After Emily entered the content for her main page, we created a photo album page for her pets, and she came up with the idea of creating a quiz page, in which she’d ask questions to see which of her friends (or her) the quiz-taker was most similar to. Luckily, the Contact Form page preset adapted quite well to an e-mail quiz form that Emily can review and personally respond to. We adapted some of the fields to ask people their favorite foods, activities and so on, and provided some options in a pop-up menu for each question. Adding new questions and new menu items was done with one click of the plus sign (+) below each section, as shown in Figure 4. Some extra form presets would be a welcome addition, especially one for creating an automatically scored quiz, although that might be a bit much to ask, considering the $34.95 purchase price of RapidWeaver. I also had an error with the quiz form we created, but a quick search of RapidWeaver’s support forums explained that it was actually due to the version of PHP we have installed on our server, not a problem with RapidWeaver itself.
Figure 4 Creating a quiz form
Next, I added some images to the Pets page. This step was especially fun and straightforward. I simply went into iPhoto, created an album called Pets, dragged some pictures from the digital camera into it, and then opened the album from within RapidWeaver.
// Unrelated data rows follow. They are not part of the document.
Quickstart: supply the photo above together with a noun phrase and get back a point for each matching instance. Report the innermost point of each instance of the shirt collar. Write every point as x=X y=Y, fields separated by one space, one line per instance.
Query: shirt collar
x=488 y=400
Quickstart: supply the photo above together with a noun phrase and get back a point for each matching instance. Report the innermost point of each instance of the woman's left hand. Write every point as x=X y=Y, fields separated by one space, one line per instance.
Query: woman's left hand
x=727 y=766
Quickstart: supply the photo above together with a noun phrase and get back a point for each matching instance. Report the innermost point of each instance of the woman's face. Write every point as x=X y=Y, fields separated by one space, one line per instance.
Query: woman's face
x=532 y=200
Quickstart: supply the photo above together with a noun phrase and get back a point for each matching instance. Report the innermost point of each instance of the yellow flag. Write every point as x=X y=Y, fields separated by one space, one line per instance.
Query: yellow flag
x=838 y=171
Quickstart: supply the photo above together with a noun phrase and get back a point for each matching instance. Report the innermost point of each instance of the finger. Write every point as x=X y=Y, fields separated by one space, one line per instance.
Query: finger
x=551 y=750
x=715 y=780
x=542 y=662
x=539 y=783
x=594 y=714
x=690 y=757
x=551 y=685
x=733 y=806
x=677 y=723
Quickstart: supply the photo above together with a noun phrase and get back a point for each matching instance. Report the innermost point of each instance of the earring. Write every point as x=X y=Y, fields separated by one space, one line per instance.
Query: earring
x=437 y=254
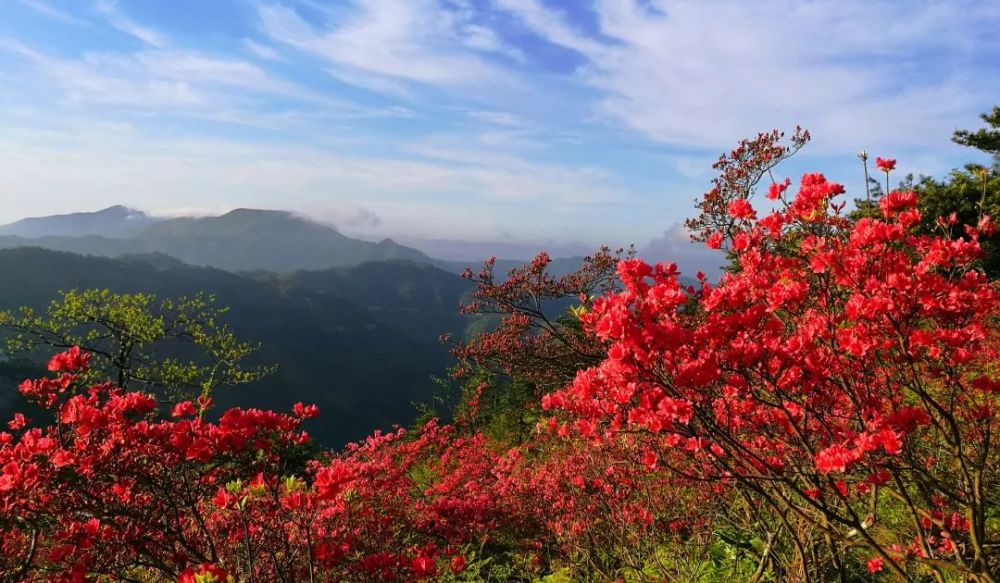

Selecting and deselecting the checkboxes next to pictures determined whether the photo would be included in the photo album.
Next, we added some captions to the photos, shown in Figure 5, and clicked the Setup button to set the size of each image and the number of thumbnails per row. Speaking of photos, you can drag and drop them from iPhoto onto your Web page and then use the Media Inspector—found under the Window menu—to resize, rotate, and tag the image. Image resizing and rotation is shown in real time, which makes editing fun and easy, with no Photoshop required.
Figure 5 Creating a pets photo album
Finally, I added a few more pages to the site to finish it off. With every new page added, RapidWeaver added the necessary menu links and cookie crumbs to the rest of the site. Selecting Inspector from the Window menu brings up the Page/Site Inspector dialog box, with Page Inspector active by default. Here you can change the page’s name as it will appear in the menu, choose in which folder the page resides, and give the page a descriptive file name. You can even hide a page so it doesn’t appear in the menu and select whether it opens in a new browser window. Clicking Site, as shown in Figure 6, switches to the Site Inspector, allowing you to change a page’s title, slogan, copyright, and contact information. It’s also possible to select a custom logo for the site and choose a favicon to appear in the address bar.
Figure 6 Site Inspector
After Emily was happy with her Web site, I uploaded it, as shown in Figure 7. The process was pretty painless with all of the necessary FTP settings presented in a simple dialog box. Publishing to a .Mac account is even easier.
Figure 7 Uploading the completed site
Emily’s very happy with her Web site and especially enjoys getting e-mail from people who take her quiz. The site looks professionally designed, and its style sheets are completely standards-compliant, thanks to RealMac’s careful adherence to World Wide Web Consortium specifications. The Pets page is shown in Figure 8.